Why is there so much vitrol against single people?
What is wrong with being single?
Don’t get me wrong. Although I am happily part of a couple now, I was also happy being single back then. And each time I have an encounter like this, I cannot help but still want to speak out for all the single folk out there.
I have a 60-something aunt who has been single all her life. I really respect her. She has had a fruitful career and is now happily retired and travelling the world, living life on her own terms. She’s freaking brave and I love it.
Conversely, there are couples who eventually get married and set their own terms together. Some choose to have kids and are happy. Others choose to not have kids and they are also happy, living life without any additional obligations and taking on the world together as a pair.
People are happy.
Let people live their lives on their own terms. (Within legal limits, of course. I’m not advocating extreme shit that harms other people).

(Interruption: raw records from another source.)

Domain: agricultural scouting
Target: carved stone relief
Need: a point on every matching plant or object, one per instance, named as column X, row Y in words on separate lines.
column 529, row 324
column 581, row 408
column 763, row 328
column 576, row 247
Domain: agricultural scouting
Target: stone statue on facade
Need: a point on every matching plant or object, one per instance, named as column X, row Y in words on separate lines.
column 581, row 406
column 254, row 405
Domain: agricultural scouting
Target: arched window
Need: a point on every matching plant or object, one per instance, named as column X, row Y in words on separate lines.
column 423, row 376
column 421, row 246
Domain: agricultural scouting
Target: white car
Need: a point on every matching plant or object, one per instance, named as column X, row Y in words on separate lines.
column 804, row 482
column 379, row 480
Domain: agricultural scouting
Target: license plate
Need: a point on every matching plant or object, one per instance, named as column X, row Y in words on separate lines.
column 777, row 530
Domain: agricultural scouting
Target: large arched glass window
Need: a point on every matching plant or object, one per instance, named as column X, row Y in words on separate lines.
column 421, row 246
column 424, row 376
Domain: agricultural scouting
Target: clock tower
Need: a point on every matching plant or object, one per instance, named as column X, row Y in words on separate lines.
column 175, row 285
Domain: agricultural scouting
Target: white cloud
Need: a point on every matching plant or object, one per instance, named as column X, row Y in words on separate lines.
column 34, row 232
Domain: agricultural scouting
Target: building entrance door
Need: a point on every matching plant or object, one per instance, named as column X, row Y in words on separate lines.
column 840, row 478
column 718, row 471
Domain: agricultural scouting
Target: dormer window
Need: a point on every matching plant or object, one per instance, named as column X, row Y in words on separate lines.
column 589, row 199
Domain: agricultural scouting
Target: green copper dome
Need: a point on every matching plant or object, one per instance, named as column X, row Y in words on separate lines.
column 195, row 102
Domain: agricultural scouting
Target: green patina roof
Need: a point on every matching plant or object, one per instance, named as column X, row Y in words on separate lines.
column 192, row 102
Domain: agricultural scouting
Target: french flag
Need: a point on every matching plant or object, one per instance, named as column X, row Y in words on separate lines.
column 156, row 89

More like, shall we not force people to fit into a mould?
I think people should start loving themselves more.
With the rise of photo-editing apps that allow you to instantly “correct” your face into what is “desirable” – emphasized cheekbones, clear complexion, sharper chin, larger eyes and reduced eye bags with a tap of a button, it is now easier to achieve photos of you that look like an overly-retouched version of your actual self. (Hoo-ray? Not.)
In fact, I’ve noticed an increasing trend of people deeming it a must to edit their own faces before putting photos online. Some even insist their friends edit their faces before uploading any couple, pair or group photos.
Zit on your face? It could be your hormones. It means that your body is functioning properly. Everyone has hormones. Everyone has zits on their face at some point in their lives. Nobody cares if there’s a zit on your face in your profile photo or latest group photo except you.
Eye bags? You could have pulled an all-nighter. If it was a productive one, be proud of yourself. If it wasn’t, applaud yourself for trying (but get some sleep tonight). Late night movie? You’ve spent a night relaxing and enjoying yourself. Good for you. Insomnia? We have all had that moment where we could not get into slumberland no matter how hard we try. We feel you. Nobody’s judging.
Not happy with your eyes? Chin? Cheekbones? You are born that way. Someone out there probably wishes he/she had your features, while here you are wishing you have theirs. The grass is always greener on the other side. Every feature on your face or body makes up the beautifully unique person that you are. Embrace it.
Photo apps should totally ditch that “beauty” mode already. It is not helping anyone’s self-esteem and it’s only perpetuating the preconceived notion of the so-called “perfect face”. The perfect face for you is the one you already have.
Love yourself. Because you are amazing just the way you are.